Ma tale e tanto potere lo ha portato a commettere l’errore fatale: l’assalto all’ambasciata Usa a Baghdad del 31 dicembre, con centinaia di miliziani sciiti penetrati dentro la zona di sicurezza, ha fatto percepire alla Casa Bianca di essere ad un passo dall’umiliazione. Se Trump non avesse reagito avrebbe ripetuto l’errore di Jimmy Carter davanti al sequestro dei diplomatici Usa a Teheran nel 1979 e l’errore di Barack Obama davanti alla brutale uccisione del console americano a Bengasi nel 2011.
Era stato Soleimani a ordinare il blitz di Baghdad con l’intento di vendicare l’attacco aereo Usa subito dai suoi Hezbollah iracheni pochi giorni prima, al fine di ottenere la più nitida immagine dell’impotenza di un’America incapace di difendere a Baghdad la sua più grande sede diplomatica al mondo. E se, nella notte fra il 2 e il 3 gennaio, Soleimani era arrivato a Baghdad era proprio per coordinare da vicino la continuazione dell’assedio alla sede Usa con Abu Mahdi al-Muhandis, suo vice e capo delle milizie sciite. Ma per Soleimani è stato un fatale eccesso di sicurezza: avendo vissuto in prima persona negli ultimi anni il ritiro degli Usa dalla Siria ed il loro indebolimento in Iraq e nel Golfo, ha pensato che il «Grande Satana» fosse in ginocchio al punto da poterlo trafiggere propri lì, nel cuore di Baghdad, dove aveva deposto Saddam Hussein nel 2003. Sottovalutare l’America è l’errore più comune da parte dei suoi avversari - da Breznev ad Arafat, da Milosevic a Saddam, da Bin Laden ad Al-Baghdadi - e Soleimani lo ha ripetuto dimenticando che l’arsenale Usa in Medio Oriente resta comunque senza rivali, inclusi i missili che lo hanno eliminato. Restituendo all’America un potere di deterrenza militare che sembrava non voler più usare.
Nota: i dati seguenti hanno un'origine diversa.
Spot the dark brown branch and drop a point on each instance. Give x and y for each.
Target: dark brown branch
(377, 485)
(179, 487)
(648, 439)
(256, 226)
Adesso il cruciale interrogativo è come Khamenei difenderà il progetto della «Mezzaluna sciita» - ovvero il disegno di una regione sottomessa all’Iran - dopo lo smacco subito. L’imponenza delle risorse finora dedicate, le qualità dei vice formati da Soleimani e la vocazione rivoluzionaria dell’Iran khomeinista suggeriscono che Khamenei dovrà rispondere alla sfida di Trump in maniera talmente evidente da non apparire indebolito, soprattutto sul temibile fronte interno. Saranno dunque tempi e modi della reazione di Teheran a descrivere la strada scelta da Khamenei per consumare una «vendetta» da cui dipende la sua credibilità di leader. Di sicuro il duello con Trump si preannuncia come un protagonista dell’anno appena iniziato: può avere un impatto sull’intero Medio Oriente e può giovare al candidato alla rielezione alla Casa Bianca.